The black jack lives both in solitude and in schools of up to 30 individuals. Like several other jacks, black jack are able to coordinate these aggregations over coral reefs based on the release of dimethylsulfoniopropionate (DMSP) from the reef. DMSP is a naturally occurring chemical produced by marine algae and to a lesser extent corals and their symbiotic zooxanthellae. In the Atlantic the species has also been video-recorded schooling with the almaco jack, Seriola rivoliana, and the greater amberjack, Seriola dumerili. The diet of the species has been reported on two occasions; once from Easter Island in the south Pacific, where the diet consisted mainly of fish and crustaceans including stomatopods and isopods; and from Brazil, where a variety of fish, crustaceans and molluscs were taken. There is also some suggestion that in Brazil the species may be competing for food with the red snapper, Lutjanus campechanus, with both having almost identical diets. The black jack is also known to follow spinner dolphins to feed off their excrements. The life history of the species has been determined in part from the waters of Jamaica. Here the Male:Female sex ratios have been reported as 1:0.55, indicating males are nearly twice as common than females. The black jack reaches sexual maturity at 34.6 cm in females and 38.2 cm in males. The timing of spawning is poorly known, with occurrences recorded in February, April, May and July to September. The reproductive behaviour and early life history of the species is entirely unknown. Analysis of black jack catches suggest the average length of the fish is 50 cm for males and 48 cm for females.

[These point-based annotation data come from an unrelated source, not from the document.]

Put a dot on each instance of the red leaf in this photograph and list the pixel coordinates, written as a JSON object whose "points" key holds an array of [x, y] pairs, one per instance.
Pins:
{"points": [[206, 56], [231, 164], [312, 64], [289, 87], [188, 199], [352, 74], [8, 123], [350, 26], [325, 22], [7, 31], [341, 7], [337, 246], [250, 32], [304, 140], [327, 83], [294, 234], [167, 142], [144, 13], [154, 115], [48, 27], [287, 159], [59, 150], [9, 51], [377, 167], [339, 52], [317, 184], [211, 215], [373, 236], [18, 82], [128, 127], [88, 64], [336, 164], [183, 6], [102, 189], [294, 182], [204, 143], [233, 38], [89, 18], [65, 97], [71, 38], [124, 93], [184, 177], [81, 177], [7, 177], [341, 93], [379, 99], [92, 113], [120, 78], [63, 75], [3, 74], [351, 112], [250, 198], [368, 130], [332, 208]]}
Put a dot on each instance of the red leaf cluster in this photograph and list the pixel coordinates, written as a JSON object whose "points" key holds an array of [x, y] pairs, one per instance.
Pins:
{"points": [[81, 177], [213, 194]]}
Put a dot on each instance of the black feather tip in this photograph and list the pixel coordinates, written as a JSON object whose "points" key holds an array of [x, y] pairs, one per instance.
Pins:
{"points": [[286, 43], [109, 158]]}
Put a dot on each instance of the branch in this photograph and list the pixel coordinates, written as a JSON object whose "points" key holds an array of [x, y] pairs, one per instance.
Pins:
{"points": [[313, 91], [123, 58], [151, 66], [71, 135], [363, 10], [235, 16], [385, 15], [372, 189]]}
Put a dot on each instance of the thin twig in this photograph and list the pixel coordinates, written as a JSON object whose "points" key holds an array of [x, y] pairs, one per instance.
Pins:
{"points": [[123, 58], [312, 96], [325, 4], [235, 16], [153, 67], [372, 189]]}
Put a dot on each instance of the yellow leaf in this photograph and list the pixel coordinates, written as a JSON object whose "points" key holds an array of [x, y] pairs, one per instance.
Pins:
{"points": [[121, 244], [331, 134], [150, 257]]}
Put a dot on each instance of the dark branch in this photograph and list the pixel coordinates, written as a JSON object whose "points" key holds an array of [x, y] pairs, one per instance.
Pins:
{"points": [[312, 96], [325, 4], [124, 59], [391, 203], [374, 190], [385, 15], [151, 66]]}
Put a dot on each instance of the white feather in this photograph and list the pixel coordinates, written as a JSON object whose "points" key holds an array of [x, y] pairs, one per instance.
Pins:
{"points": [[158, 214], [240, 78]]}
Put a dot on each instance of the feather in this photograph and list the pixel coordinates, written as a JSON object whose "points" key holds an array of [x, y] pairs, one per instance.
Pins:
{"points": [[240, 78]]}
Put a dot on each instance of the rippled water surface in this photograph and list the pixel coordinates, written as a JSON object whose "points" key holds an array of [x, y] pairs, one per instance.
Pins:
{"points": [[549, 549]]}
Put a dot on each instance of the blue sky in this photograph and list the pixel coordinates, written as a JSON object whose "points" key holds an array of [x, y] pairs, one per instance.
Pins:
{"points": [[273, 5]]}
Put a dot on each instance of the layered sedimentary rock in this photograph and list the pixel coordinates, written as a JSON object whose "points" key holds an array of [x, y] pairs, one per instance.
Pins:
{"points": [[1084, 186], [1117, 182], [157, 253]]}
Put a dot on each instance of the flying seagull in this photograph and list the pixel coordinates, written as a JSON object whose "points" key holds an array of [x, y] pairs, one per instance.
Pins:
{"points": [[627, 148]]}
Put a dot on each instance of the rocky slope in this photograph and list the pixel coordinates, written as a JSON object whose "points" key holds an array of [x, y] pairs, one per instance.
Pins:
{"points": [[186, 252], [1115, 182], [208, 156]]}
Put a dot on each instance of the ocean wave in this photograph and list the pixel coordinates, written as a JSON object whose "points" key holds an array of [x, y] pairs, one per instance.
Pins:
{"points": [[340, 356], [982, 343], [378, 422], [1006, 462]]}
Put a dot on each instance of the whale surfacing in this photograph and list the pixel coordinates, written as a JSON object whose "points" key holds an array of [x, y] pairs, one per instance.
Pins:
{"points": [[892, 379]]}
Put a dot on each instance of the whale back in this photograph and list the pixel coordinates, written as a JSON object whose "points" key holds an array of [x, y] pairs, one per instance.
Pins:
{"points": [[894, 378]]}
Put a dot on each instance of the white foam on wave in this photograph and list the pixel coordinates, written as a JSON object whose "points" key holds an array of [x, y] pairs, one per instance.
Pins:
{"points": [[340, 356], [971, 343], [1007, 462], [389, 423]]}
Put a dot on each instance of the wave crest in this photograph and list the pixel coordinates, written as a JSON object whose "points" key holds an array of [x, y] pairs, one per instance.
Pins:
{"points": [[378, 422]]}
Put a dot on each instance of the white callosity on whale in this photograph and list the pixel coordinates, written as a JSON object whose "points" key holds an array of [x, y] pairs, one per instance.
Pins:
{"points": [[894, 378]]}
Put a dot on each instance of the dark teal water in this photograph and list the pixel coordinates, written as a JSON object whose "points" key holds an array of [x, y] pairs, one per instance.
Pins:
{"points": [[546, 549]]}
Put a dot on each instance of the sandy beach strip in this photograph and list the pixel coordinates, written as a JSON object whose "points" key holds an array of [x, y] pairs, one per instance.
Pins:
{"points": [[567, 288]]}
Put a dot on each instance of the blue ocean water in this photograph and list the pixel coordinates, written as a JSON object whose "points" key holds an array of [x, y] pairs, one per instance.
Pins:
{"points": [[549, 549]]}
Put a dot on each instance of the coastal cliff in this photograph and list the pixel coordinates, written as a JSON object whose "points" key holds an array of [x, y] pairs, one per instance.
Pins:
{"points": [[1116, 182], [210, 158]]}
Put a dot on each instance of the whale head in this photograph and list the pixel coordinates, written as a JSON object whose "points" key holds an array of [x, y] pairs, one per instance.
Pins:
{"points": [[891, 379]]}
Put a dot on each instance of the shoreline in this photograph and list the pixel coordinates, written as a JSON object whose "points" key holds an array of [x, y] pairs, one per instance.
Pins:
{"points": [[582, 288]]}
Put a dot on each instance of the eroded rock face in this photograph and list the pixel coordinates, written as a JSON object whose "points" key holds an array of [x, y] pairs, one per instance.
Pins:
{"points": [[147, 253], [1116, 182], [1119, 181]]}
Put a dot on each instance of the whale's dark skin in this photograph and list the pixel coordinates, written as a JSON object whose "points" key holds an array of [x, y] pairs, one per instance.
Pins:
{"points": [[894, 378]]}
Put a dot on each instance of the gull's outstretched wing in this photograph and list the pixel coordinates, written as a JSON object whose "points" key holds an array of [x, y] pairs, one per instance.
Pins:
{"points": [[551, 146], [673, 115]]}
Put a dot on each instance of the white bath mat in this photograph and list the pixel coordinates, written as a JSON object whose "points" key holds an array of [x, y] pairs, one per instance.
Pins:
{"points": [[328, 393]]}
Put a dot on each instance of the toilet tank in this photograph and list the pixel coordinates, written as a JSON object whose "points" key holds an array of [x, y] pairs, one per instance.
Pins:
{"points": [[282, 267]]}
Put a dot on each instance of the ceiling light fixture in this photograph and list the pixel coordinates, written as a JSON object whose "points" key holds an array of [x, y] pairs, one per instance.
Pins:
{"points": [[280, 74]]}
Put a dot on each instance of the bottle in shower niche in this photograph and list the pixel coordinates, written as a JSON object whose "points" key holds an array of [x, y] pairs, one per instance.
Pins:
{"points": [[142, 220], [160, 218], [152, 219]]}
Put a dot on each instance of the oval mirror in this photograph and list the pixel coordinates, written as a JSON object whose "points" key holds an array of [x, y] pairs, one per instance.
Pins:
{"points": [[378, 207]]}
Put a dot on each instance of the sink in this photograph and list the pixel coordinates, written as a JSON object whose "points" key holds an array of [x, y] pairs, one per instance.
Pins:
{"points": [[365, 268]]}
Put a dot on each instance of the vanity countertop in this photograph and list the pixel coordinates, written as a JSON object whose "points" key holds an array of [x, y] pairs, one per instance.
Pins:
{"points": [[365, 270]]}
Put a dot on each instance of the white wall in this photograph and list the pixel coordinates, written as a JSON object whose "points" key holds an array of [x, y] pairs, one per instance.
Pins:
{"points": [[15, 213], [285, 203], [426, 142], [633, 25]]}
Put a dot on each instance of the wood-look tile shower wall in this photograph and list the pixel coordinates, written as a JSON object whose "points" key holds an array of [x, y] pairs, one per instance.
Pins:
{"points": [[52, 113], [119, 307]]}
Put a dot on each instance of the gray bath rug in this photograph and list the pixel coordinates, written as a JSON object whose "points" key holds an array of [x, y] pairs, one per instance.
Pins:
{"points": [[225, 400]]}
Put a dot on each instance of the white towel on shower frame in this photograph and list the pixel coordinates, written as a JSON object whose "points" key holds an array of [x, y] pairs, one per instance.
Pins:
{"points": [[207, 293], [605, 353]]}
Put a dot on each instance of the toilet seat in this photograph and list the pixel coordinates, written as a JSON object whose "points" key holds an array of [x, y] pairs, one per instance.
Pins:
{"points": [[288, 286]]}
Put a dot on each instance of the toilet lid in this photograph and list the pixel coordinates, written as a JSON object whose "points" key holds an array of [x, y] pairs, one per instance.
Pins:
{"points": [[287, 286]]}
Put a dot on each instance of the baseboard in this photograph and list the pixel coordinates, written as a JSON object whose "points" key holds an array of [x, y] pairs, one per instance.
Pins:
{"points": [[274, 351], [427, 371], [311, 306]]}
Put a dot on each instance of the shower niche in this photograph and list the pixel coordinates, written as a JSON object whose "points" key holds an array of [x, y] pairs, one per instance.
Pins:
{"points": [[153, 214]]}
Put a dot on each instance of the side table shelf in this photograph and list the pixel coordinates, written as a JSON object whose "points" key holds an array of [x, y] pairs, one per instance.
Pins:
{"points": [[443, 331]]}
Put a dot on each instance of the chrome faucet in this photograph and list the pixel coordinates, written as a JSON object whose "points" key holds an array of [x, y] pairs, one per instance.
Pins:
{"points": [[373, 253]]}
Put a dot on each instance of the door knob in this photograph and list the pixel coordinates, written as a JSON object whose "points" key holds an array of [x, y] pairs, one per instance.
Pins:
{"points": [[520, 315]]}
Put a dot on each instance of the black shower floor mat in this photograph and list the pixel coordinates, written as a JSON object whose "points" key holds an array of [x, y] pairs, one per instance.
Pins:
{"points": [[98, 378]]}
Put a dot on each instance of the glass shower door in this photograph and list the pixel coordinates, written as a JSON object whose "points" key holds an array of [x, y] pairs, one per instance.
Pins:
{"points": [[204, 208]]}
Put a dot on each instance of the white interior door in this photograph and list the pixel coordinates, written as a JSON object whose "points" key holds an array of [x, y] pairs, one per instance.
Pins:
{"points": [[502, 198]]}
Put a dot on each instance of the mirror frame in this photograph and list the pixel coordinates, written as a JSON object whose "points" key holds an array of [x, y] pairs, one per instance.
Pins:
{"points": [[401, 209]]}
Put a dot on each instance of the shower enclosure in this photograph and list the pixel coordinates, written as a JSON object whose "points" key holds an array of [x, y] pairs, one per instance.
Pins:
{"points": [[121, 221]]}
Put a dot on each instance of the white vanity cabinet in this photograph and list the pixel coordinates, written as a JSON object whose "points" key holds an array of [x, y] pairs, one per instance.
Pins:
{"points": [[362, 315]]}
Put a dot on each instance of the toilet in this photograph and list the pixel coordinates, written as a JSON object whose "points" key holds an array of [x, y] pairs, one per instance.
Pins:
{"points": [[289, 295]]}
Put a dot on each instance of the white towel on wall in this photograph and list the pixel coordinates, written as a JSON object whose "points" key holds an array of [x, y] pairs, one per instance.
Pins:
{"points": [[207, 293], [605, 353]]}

==Relationship to humans==
The black jack is of moderate to high importance to commercial fisheries throughout its range, often being the most abundant large carangid in offshore island catches. The species is taken by both various nets and traps as well as by hook and line. Black jack are usually marketed as fresh, whole fish, but they are also sold salted or dried. The species rarity in most areas means it is not a major target for anglers, however some offshore locations such as the Bahamas the black jack is an important gamefish. The species appeal as a food fish varies between location, with some regions considering it the best table fish available. Despite this, numerous ciguatera poisoning cases have been attributed to the black jack, with laboratory tests confirming the presence of the toxin in the species flesh. The IGFA all tackle world record for the species stands at 18.80 kg caught off the Hurricane Bank, Mexico in 2013.